Washed Ashore

Cast overboard or dumped into lakes during less eco-sensitive days, bottles broken and tumbled over time in waves become treasured beachcombing gems.
Beach glass
Photography by Johnny Quirin

PAT SHINN THINKS THE BEST STRATEGY for collecting beach glass is to simply walk the beach, and as often as you can swing it. His best finds — and over the years, he and his wife Carleen have amassed some 30 pounds, one tiny nugget at a time — came while meditatively listening to the waves and catching a colorful glimpse by happenstance.

“The beach is our sanctuary,” the Ludington-based speech therapist and educator says. “Looking for beach glass isn’t the goal, but it’s like frosting on the cake.”

Beach or sea glass, depending on where you’re looking (beach glass/freshwater; sea glass/salt), is also nature’s ultimate recycler.

Michigan’s most common beach glass colors — white and brown — for the most part started as tourist trash some 20 to 50 years earlier; that’s how long it takes for waves to work the rough edges off what began as bottles of soda or beer. Less common aqua and cobalt blues often were once Milk of Magnesia or pharmaceutical bottles; rarer pastels, perhaps parts of broken Depression glass tossed out with the village trash.

Persistence (i.e., frequent beach walking) was key to the vast multi-colored trove of Evon Cram, 93, of Traverse City, a collection sometimes transformed into vacation art projects by children and grandchildren. And that’s even more important, she notes, as plastics have replaced bottles as container material of choice and an anti-pollution ethic kept beaches cleaner.

Beach shore
“We find such cool and unusual things when walking the beach. The tiny crystal beach glass pieces we call fairy tears.” — Allyson Schwartz. Photography courtesy Thinkstock

Beach glass scarcity has also kicked in a world-wide collector mania, shares Valerie Weston, vice-president of the North American Sea Glass Association, raising prices for finds, sometimes a hundred-fold. Whole clubs revolve around identifying the sources of rare finds or collecting of glass that glows under ultraviolet lights.

Her native Michigan, Weston notes, remains a hot spot for general collecting, though. Lake Erie is known nationwide for its beach glass abundance, perhaps due to the many industrial cities along its shores. Mackinac Island’s unexpected advantage is its general lack of beach and fact most visitors stick to paved pathways, leaving good finds for those who explore a bit closer to the waves.

One online forum cites frequent finds along Torch Lake near Alden; Boat Beach near St. Joseph; Warren Dunes State Park in Sawyer; Magoon Creek near Manistee and Lakeside Beach in Port Huron.

Lake Superior gives up its wave-tumbled treasures, too, particularly after storms. Beach glass artist Allyson Schwartz of Riverstone Gallery in Sault Ste. Marie finds riches of aqua (and other) glass on the Lake Superior side of the Soo Locks.

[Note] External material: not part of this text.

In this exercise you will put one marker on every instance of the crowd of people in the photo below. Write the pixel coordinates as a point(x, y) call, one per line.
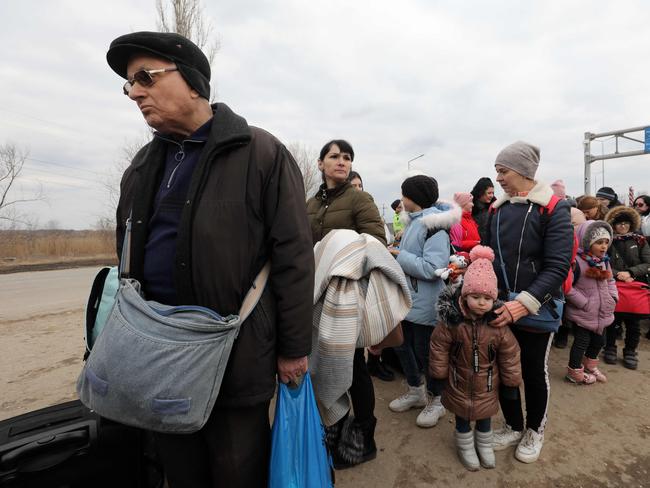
point(485, 278)
point(466, 348)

She speculates the source was canning jars tossed overboard from ships, likely when captains had to portage around the falls.

“We find such cool and unusual things when walking the beach,” she says. “The tiny crystal beach glass pieces we call fairy tears.”

Likely Sources

Glass bottles
Photography courtesy Thinkstock

Red (extremely rare): Lantern and traffic light lenses, automobile tail lights, perfume bottles and some types of old beer bottles, such as those made by Anchor Hocking for Schlitz Beer in the 1950s;

Cobalt blue (very rare): Apothecary products including Vick’s Vapo Rub, Milk of Magnesia, Nivea, Noxema and Bromo Seltzer; some prescription bottles and perfumes;

Pinks, lavenders, purples, lime greens (rare): Items like perfume bottles and art glass; many lavenders and pinks come from what was originally clear glass that was clarified with magnesium (lavender) or selenium (pink);

Greens, browns and aquas: Beer, soda, shampoo, Clorox bleach and wide array of other bottles (beachglassjewelry.com).